6 minute read

Sobre música y canciones

Florencio Hernández Campos, Cronista Oficial del Real Sitio y Villa de Aranjuez.

Advertisement

“Fue por entonces (1949-1950) cuando recibí también unas lecciones de guitarra flamenca que despertaron en mí una afición muy especial por el flamenco y la música española, el maestro Rodrigo y su Concierto de Aranjuez, que creo que es una de la composiciones para guitarra más hermosas jamás escritas. Leonard Cohen.

La popularidad alcanzada por el Concierto de Aranjuez ha dejado en la penumbra gran parte de la obra de Joaquín Rodrigo. Es poco sabido que puso música a diversos textos de nuestra literatura, desde el Romancero hasta ilustres escritores como San Juan de la Cruz, Lope de Vega, Rosalía de Castro o Juan Ramón Jiménez. Tal hecho me anima a hacer algunas reflexiones sobre un aspecto del fabuloso mundo de la música: la canción.

Y empezaré meditando sobre el origen del término; la palabra canción viene de la latina “cantío”, en su forma acusativa (“cantionem”), con un doble sentido: musical y verbal. Desde antiguo se han distinguido las canciones de distintos países y se ha destacado el sentido nostálgico que pueden tener en ausencia del propio.
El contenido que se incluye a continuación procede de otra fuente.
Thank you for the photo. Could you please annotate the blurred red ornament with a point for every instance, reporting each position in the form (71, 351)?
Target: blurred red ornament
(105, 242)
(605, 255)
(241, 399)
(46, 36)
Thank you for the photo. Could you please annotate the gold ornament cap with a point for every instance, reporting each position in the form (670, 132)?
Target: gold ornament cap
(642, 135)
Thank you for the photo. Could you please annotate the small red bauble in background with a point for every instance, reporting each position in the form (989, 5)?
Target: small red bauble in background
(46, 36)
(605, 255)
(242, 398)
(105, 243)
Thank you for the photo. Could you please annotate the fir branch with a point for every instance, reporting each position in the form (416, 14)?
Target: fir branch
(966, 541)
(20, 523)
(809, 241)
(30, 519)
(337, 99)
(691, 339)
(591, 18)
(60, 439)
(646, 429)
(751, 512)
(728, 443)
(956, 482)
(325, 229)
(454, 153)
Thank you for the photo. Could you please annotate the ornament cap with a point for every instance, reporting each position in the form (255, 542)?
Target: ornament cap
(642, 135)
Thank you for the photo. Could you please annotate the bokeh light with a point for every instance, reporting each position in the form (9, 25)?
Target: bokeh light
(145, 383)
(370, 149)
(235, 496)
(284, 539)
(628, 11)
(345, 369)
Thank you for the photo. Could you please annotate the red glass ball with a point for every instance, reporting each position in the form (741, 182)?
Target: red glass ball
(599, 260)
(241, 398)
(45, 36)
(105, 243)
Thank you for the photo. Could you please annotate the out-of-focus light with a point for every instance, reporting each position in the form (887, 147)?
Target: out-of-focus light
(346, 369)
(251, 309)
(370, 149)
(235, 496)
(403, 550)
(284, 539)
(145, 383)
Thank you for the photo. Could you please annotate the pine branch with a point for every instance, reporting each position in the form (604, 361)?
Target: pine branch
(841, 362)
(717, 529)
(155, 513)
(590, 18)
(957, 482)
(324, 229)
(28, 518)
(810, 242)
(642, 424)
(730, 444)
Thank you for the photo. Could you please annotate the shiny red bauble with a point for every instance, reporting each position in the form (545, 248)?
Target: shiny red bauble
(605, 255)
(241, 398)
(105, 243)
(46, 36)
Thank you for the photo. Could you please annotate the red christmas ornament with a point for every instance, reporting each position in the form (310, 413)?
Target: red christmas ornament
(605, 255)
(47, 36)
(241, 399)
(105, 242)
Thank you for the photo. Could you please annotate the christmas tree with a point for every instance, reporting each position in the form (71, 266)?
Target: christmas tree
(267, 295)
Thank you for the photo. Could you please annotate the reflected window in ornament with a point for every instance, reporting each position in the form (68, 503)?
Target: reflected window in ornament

Así, en el libro de los Salmos se describe la pesadumbre de los israelitas exiliados de su patria:

“Junto a los ríos de Babilonia allí llorando estábamos sentados, acordándonos de Sión.” En los sauces de la comarca teníamos colgadas nuestras arpas. Allí mismo nos pidieron nuestros raptores cánticos, y nuestros opresores alegría: ¡Cantadnos un cántico de Sión¡ ¿Cómo podríamos cantar un canto de Yavé en una tierra extraña? (Sal 137(138),1-4) Otra cuestión: como profesor de Historia algo que me da mucho que pensar desde hace años es el asunto del valor de la canción como documento social. Muchas veces es más directa la evocación de una época a través de sus canciones que contemplando representaciones plásticas de la misma (fotos, grabados, cuadros), y también que leyendo descripciones literarias. Este es el mérito de las canciones de nuestro “Género chico”, que abordan los diversos aspectos de un período determinado.

Cabe la sátira de costumbres, como la que ejercen los coros infantiles de Agua, azucarillos y aguardiente:

“Tanto vestido blanco, tanta parola, y el puchero en la lumbre Con agua sola”

Ahondando un poco más en esa dirección, se aborda el negro futuro que amenaza a numerosos sectores de la población, como era el servicio doméstico. Así, en La Gran Vía la inteligente Menegilda tenía claro que la que no sabía bien:

“Por las mañanas brujulear aunque mil años viva su paradero es el hospital”.

Hospital en su sentido decimonónico: un lugar donde morir pobre y sola.

Cabe también el culto a lo flamenco, que tantas veces se considera como la esencia de lo popular español. De este modo en La verbena de la Paloma se oye la canción que alude a un rincón de Andalucía:

“En Chiclana me crié; que me busquen en Chiclana si me llegara a perder”.

Fiedrich Nietszche Narciso Yepes 23

Otras veces la exaltación del binomio patria-geografía, como en el canto al Ebro de Gigantes y Cabezudos:

“Por fin te miro, Ebro famoso, Hoy es más ancho Y es más hermoso. ¡Cuánta belleza, cuánta alegría, cuánto he pensado si te vería¡”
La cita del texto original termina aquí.